Australian Fintech Ecosystem Remains Broadly Stable in 2025, Report Reveals

The Australian fintech ecosystem has remained broadly stable during this year, according to an extensive update from KPMG, which also noted that with 801 independent Australian owned fintech companies, “marking a slight 2% decline year-on-year change from 2024.”

The research report from KPMG also mentioned that this decline, whilst smaller than previous years, clearly illustrates the “challenges that the local sector continues to face.”

KPMG further stated that with investment levels in Australian markets now at lows not seen since 2020 (KPMG Pulse of Fintech H1’2025) and continued macroeconomic as well as geopolitical uncertainties, investors “found it challenging to feel confident in their dealmaking activities.”

The KPMG update also pointed out that this resulted in a decline in the number of active companies in the Australian fintech ecosystem, “partly due to M&A activity.”

Australian fintech companies are faced with “a number of challenges in the current climate, including the limited size of the local market, the difficult capital raising environment (particularly at an earlier stage in the start-up and scale-up stages of growth) and the lack of viable exits.”
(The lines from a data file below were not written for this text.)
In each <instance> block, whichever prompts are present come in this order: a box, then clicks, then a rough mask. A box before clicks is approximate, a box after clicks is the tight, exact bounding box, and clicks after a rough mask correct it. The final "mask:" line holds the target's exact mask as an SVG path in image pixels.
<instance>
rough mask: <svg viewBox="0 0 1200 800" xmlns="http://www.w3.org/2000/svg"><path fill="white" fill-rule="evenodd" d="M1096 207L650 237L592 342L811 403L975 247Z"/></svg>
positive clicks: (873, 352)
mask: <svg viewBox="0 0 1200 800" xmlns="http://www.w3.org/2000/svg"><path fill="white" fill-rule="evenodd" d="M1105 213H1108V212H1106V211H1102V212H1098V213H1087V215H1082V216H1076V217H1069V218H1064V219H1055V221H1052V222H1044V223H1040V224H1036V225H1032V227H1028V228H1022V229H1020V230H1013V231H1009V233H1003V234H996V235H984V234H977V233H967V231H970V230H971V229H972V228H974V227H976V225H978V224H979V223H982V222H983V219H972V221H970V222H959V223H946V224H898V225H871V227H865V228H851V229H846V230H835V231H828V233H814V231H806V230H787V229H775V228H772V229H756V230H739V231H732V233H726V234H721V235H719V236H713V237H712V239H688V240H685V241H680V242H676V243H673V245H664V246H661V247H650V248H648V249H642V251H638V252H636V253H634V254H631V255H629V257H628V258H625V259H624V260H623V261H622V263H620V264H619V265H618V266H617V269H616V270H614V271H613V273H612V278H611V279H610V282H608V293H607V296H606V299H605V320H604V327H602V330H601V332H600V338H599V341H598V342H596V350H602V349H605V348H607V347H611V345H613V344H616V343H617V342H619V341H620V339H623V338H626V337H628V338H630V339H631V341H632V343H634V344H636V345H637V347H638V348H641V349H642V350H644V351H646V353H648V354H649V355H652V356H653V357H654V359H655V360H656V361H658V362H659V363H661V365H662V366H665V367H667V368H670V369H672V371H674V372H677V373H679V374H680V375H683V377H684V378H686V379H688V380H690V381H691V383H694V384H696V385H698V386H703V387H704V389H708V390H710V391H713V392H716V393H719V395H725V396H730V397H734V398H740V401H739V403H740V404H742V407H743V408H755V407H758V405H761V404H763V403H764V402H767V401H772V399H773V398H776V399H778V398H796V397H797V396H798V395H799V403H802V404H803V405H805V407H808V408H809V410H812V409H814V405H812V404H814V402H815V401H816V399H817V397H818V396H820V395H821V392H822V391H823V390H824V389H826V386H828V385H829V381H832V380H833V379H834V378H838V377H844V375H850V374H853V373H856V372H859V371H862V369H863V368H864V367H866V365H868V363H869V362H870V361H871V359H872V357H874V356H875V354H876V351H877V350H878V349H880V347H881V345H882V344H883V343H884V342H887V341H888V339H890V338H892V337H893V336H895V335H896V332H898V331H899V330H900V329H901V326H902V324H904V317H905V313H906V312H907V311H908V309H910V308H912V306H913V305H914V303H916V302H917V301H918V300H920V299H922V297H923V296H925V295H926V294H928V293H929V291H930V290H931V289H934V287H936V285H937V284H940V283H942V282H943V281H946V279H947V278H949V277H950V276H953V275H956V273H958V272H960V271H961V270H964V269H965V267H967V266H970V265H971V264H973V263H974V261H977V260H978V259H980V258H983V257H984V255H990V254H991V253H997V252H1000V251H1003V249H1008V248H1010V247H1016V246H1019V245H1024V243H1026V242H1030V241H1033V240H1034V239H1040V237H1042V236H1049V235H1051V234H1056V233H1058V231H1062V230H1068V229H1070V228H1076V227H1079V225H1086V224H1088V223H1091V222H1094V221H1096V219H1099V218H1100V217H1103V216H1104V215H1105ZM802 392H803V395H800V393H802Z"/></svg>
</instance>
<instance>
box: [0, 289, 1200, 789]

That being said, the KPMG report stated that the current pace of decline has slowed down “significantly from previous years, possibly indicating that the ecosystem might have finally reached a more sustainable size and providing hope that we have reached and indeed passed the bottom of the investment cycle, after speculative and rapid expansion in the prior years.”

Currently, the Fintech ecosystem in other jurisdictions is also facing considerable obstacles due to rising economic and political uncertainty. The digital economy has become increasingly globalized and interconnected due to technology advancements that have made it easier to carry out transactions across borders.
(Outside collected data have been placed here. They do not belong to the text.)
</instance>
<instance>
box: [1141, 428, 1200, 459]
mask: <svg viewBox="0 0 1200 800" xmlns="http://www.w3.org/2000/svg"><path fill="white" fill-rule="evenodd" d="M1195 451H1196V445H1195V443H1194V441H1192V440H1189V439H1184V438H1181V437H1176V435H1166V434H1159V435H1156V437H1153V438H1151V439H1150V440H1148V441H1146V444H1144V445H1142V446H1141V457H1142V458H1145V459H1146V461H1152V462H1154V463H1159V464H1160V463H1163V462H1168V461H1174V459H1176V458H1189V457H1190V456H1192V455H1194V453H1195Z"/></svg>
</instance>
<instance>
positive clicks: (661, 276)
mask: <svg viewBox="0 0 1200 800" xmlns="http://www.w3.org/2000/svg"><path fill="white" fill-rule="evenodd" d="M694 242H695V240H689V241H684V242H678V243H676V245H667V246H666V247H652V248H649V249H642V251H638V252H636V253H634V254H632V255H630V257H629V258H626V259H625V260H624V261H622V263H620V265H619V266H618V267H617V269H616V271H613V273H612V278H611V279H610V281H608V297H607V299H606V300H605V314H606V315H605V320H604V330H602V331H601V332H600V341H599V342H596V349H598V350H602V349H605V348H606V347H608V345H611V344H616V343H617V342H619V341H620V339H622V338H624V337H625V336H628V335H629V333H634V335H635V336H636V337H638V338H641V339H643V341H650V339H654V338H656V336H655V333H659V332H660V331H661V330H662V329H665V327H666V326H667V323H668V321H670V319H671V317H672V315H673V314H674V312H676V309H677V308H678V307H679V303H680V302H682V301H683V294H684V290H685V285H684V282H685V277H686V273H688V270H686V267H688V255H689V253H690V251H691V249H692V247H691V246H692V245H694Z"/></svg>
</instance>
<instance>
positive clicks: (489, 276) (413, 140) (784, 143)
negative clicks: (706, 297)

Australia remains one of the world’s largest economies despite the challenges it faces.

The report added:

Australian deals in 2025 have been characterised by strategic consolidation and acquisitions, enabling leading players to strengthen their positions while weaker firms were forced to exit the market. This rationalisation reflects a maturing industry where scale, compliance, and operational resilience are critical to long-term success.”

The report concluded:

“Looking ahead, fintech investors are likely to remain selective with their dealmaking. The ecosystem is entering a phase where quality trumps quantity, and partnerships between fintechs and incumbents are accelerating. Any recovery in the Australian fintech sector, will ultimately be dependent on macroeconomic conditions stabilising and funding availability improving, including a favourable monetary policy environment, with fintech companies focused on building sustainable, scalable and ultimately global business models likely to attract the most attention.”